Of course I can hear you say that we need empirical evidence in favour of the claim that commodification severes the ideal motivational-epistemic structure between reasons and actions; or that in certain circumstances (i.e. when the people are not yet aware of the reasons in the appropriate way to see them as reasons for actions with a motivational potential), we are fine with a non-ideal, optimal surrogate for that structure, and we don’t need to look for a better one as long as the one we have suffices for reliably bringing about good outcomes. Perhaps you will be right. Nonetheless at the end of the day, the question boils down to this: Do you want to have a single unified moral system for society or several?

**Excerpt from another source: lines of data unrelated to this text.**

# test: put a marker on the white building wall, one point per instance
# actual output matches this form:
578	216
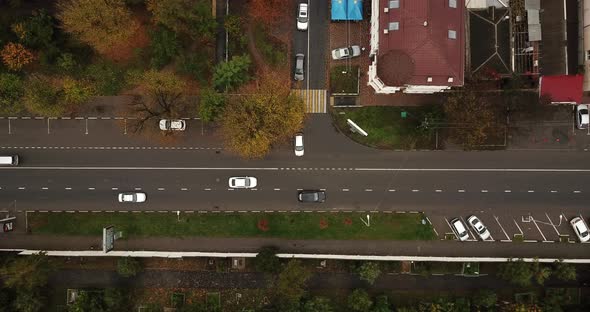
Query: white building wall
586	52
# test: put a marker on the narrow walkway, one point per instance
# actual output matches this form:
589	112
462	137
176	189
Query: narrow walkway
360	247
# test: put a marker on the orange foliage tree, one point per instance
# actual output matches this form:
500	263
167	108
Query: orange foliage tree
15	56
269	12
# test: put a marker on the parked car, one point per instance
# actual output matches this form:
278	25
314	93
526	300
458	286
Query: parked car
132	197
344	53
299	75
242	182
302	20
311	196
581	229
479	228
459	229
299	144
172	125
582	118
7	227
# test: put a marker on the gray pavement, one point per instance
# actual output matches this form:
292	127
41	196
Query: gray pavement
361	247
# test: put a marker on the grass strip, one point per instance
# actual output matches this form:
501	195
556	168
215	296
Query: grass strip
340	226
386	126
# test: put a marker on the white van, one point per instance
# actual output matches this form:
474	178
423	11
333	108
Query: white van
9	160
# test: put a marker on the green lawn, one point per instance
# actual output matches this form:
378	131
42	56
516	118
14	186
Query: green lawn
384	226
344	79
386	127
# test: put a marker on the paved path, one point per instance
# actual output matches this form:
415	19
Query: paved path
389	248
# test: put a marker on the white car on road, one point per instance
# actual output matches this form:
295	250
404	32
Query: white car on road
459	229
172	124
302	19
582	118
344	53
479	228
132	197
581	229
299	144
242	182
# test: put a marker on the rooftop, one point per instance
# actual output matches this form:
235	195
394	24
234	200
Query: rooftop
421	42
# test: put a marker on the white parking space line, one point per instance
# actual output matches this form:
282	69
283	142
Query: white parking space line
521	232
468	228
553	225
537	226
451	228
503	230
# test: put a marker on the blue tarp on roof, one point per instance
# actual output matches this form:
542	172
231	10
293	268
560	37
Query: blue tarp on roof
355	10
339	10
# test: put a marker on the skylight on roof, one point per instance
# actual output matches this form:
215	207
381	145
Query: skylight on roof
452	34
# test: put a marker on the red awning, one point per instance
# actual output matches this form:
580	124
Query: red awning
563	89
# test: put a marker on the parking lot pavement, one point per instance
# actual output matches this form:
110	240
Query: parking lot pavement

If you want to have one, and if this moral system elevates the kind of motivational-epistemic structure mentioned above as something which everyone should aim for, you have to admit that commodification is at best a temporary stage (perhaps an acceptable one from a consequentialist point of view which does not value this kind of motivational-epistemic structure) on our way toward a more desirable moral standing.
I commend Andrews desire to preserve a motivational-epistemic cohesive ethical structure, as a societal ideal. However, the evidence that we do have clearly indicates that there are individuals, aware of the adverse health consequences of their decisions, who continue to pursue the unhealthy behavior choices (overeating, smoking, etc). They do this because either they don’t care about the health effects, there is someother perceived gain that out weights the perceived health risk, or they lack the ability to change (through deficiency in either internal and/or external circumstances). Certainly a motivational incentive of payment may be inductive to some in each category to reconsider. The bottom line goal in all circumstances would seem to be the improvement of the individua’ls health in regards to minimizing adverse health outcomes that not only will affect the individual, but also directly affect society at large through healthcare expenditures, either resulting in a general decreased quality of life for everyone in the society (to the extent that one accepts a premise of a decrease in personal financial resources resulting in a lower happiness potential) as well as societal loss of the individuals productivity and social contribution, or the improvement thereof when the individual improves their health and thereby avoids bad health outcomes. What is the ethical obligation of the individual to society in this regard? If the end is a validation of an individual’s autonomy to choose the good or bad for themselves without additional (commodifying) inputs, then what is the ethical obligation of others to be obligated to dealing with the resulting negative consequences (higher taxes to cover healthcare costs for example) except as a degree of loss of their own (resource) autonomy? It would be ideal, as Sandel desires, for individuals to choose behaviors solely for their health benefits – but they demonstrably do not. People are not always rational in their choices despite knowing all the facts,
Regarding the commodification concerns, in some ways, its seems that commodification is already occurring with the concept of health in general, independent of any individual’s health related choices. Of course, I am merely an emergency room doctor, so my knowledge of these things is probably inconsequential.
I wonder if the author intends to reply to comments or if this post just acts as a pointer to the article of hers published in the Journal of Medical Ethics.